Yes, these flowers are fake. But I liked them anyway.
Climbing up to the Minceta Tower, the highest point on the City Walls. It’s at the upper left corner when looking at the (far above) map. And up there on the tower is where Dave and I had our photo taken (coming up).
The walls are thick in this tower, and it’s shady and cooler than out on the deck, with great views of the Adriatic and the Croatian coastline.
Time for a tourist photo. We were reminded to do this after one young woman prompted us for her photo shoot, and then she took one of us: glasses on, glasses off, chin up, chin down, turn this way and that. It’s hard work to get those Christmas Card photos.
Leaving the tower, we saw this basketball court with a young man quietly studying, oblivious to the walkers high above him. Dave and I remarked about the challenge of being able to live freely in a town so land-locked, so filled with The Other (us tourists) and perhaps the only way is to live a separate, shadow life apart. I found out about that divide on our last morning when I hoped to take a photo of some children playing soccer in front of the church. I approached them, held up my camera and asked “Photo?” “NO!” the young boy yelled. I persisted, holding up my finger, “One photo?” This time all the boys playing turned and yelled “NO!” I got the message, and secretly applauded their parents for teaching them how to deal with invasive tourists who want to take photos of young soccer players. I snapped them surreptitiously as I walked away, as they were now involved in their game and back to ignoring these strange people with cameras.
While much of Dubrovnik has been rebuilt from the war, we often saw empty houses like this. I’d read about one family’s difficulties in Croatia, trying to get clear title to rebuild their grandmother’s home (they were Americans, trying to buy the home and then fix it). This process took over five years. I wondered how much of the emptiness I saw was due to bureaucratic issues, or how much was due to just giving up and moving away, as I know a lot of that went on. Again, a parallel existence, somewhat invisible to the tourist, as we are all supposed to fall in love with this charming city and leave our money behind by taking tours such as this one, buy souvenirs, and ignore fallen roofs and water-filled front rooms.

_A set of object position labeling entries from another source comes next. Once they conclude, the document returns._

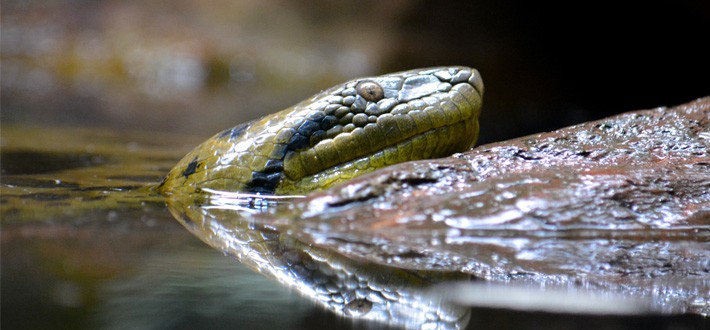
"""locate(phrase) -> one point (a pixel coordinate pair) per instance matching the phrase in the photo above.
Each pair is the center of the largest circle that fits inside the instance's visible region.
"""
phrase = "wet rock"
(622, 203)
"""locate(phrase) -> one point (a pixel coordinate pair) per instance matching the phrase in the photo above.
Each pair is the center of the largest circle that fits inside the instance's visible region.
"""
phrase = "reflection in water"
(353, 288)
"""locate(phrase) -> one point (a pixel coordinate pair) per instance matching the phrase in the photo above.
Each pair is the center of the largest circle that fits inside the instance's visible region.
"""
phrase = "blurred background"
(198, 67)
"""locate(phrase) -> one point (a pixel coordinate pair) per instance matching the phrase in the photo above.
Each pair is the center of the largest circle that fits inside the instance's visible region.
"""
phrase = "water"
(85, 244)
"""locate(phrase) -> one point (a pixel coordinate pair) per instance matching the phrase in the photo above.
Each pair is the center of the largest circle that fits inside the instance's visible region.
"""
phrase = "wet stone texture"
(620, 204)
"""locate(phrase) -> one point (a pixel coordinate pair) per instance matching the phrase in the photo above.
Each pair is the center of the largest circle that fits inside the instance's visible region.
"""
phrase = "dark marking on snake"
(191, 168)
(264, 183)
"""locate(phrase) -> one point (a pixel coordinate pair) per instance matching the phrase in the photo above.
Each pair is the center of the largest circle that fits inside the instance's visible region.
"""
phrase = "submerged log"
(620, 204)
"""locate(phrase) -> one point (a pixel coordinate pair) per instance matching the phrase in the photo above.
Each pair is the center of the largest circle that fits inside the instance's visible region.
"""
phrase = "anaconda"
(342, 132)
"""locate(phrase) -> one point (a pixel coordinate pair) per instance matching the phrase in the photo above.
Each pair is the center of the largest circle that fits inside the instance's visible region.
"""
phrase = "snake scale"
(342, 132)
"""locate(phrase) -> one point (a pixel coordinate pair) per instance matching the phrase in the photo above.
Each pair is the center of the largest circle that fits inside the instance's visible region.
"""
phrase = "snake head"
(342, 132)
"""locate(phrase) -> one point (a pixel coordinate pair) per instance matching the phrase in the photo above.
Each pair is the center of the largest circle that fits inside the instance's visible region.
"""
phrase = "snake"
(342, 132)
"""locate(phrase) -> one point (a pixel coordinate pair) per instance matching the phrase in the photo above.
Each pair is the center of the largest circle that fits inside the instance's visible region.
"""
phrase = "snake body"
(342, 132)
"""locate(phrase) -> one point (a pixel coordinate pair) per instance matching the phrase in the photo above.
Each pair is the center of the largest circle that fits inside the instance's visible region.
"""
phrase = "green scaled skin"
(340, 133)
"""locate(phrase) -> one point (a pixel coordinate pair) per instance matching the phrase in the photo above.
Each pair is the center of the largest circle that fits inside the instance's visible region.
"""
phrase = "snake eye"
(370, 90)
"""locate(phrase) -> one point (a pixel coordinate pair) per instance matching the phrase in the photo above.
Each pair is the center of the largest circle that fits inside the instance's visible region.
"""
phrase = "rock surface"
(622, 203)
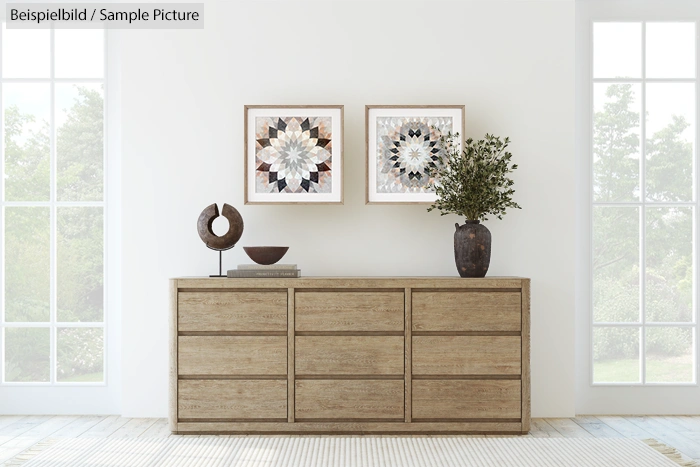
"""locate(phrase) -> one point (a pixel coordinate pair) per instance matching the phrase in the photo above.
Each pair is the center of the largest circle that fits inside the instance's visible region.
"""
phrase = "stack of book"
(261, 270)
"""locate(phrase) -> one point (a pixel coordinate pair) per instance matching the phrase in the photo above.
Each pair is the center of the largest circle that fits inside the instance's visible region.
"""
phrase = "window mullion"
(2, 223)
(53, 217)
(642, 223)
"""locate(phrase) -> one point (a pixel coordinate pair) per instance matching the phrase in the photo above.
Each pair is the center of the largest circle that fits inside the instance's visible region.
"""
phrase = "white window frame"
(642, 397)
(75, 397)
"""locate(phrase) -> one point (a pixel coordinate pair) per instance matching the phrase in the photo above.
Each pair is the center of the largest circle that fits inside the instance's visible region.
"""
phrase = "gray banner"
(105, 15)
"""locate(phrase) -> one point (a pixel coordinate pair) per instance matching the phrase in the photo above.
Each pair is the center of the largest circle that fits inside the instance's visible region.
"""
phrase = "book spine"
(264, 267)
(259, 273)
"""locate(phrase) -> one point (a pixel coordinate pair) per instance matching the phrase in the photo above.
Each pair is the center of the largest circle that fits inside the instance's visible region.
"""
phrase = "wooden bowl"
(265, 254)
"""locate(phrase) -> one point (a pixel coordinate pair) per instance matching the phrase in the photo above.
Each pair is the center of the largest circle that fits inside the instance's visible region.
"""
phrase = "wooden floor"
(18, 433)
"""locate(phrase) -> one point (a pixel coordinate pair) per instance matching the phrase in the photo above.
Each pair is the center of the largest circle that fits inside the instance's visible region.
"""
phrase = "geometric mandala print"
(407, 151)
(293, 155)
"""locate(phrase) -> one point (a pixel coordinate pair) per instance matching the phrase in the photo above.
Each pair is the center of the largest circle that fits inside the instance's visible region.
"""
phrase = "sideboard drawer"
(466, 355)
(466, 311)
(210, 399)
(349, 399)
(349, 355)
(349, 311)
(232, 355)
(451, 399)
(232, 311)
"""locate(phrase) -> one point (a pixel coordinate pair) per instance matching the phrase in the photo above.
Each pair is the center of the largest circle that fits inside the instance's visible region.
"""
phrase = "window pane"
(617, 50)
(670, 140)
(26, 53)
(616, 355)
(27, 355)
(669, 355)
(615, 264)
(27, 264)
(80, 143)
(79, 250)
(79, 53)
(616, 142)
(79, 355)
(27, 147)
(669, 265)
(670, 50)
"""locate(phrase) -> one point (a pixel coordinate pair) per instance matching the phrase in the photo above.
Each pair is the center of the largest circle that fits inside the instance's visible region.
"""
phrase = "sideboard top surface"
(352, 282)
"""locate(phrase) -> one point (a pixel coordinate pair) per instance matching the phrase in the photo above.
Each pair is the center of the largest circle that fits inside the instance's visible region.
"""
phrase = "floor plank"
(160, 429)
(79, 426)
(625, 427)
(597, 428)
(663, 433)
(106, 427)
(32, 436)
(23, 425)
(6, 420)
(17, 433)
(568, 428)
(541, 429)
(133, 428)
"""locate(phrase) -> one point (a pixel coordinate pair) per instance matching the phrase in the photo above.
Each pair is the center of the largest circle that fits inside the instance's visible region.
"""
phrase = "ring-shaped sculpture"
(226, 241)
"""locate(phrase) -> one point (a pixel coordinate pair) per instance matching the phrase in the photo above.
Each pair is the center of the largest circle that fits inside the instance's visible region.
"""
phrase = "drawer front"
(466, 355)
(349, 399)
(349, 355)
(473, 399)
(349, 311)
(232, 311)
(232, 399)
(232, 355)
(466, 311)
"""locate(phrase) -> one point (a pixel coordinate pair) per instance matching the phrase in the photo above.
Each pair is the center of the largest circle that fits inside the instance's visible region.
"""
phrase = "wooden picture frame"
(293, 154)
(390, 177)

But for every ruined house, perhaps there is a counterpoint: an exquisitely tended garden, that indicates great effort, great care.
We are now joined by many others, having reached the Pile Gate entrance. But as it’s not hordes, we think the rain delayed all the cruiseship folk, too.
The restaurant Dubravka is to the right in the above picture, just to give you some bearings, and beyond that the Lovrijenac Fortress. Our ticket was good for climbing up there too, provided we did it on the same day. Sure. No problem.
At the Pile Gate entrance, we could look down on St. Onofrio’s Big Fountain (which would encourage us to hurry faster, given the mobs down below)…
…as well as the Stradun.
Back up into another tower, we climbed into the upper chamber for this view of the town. (By the way, these photos are a mixture between my husband’s and mine, between a snapshot camera and iPhones.)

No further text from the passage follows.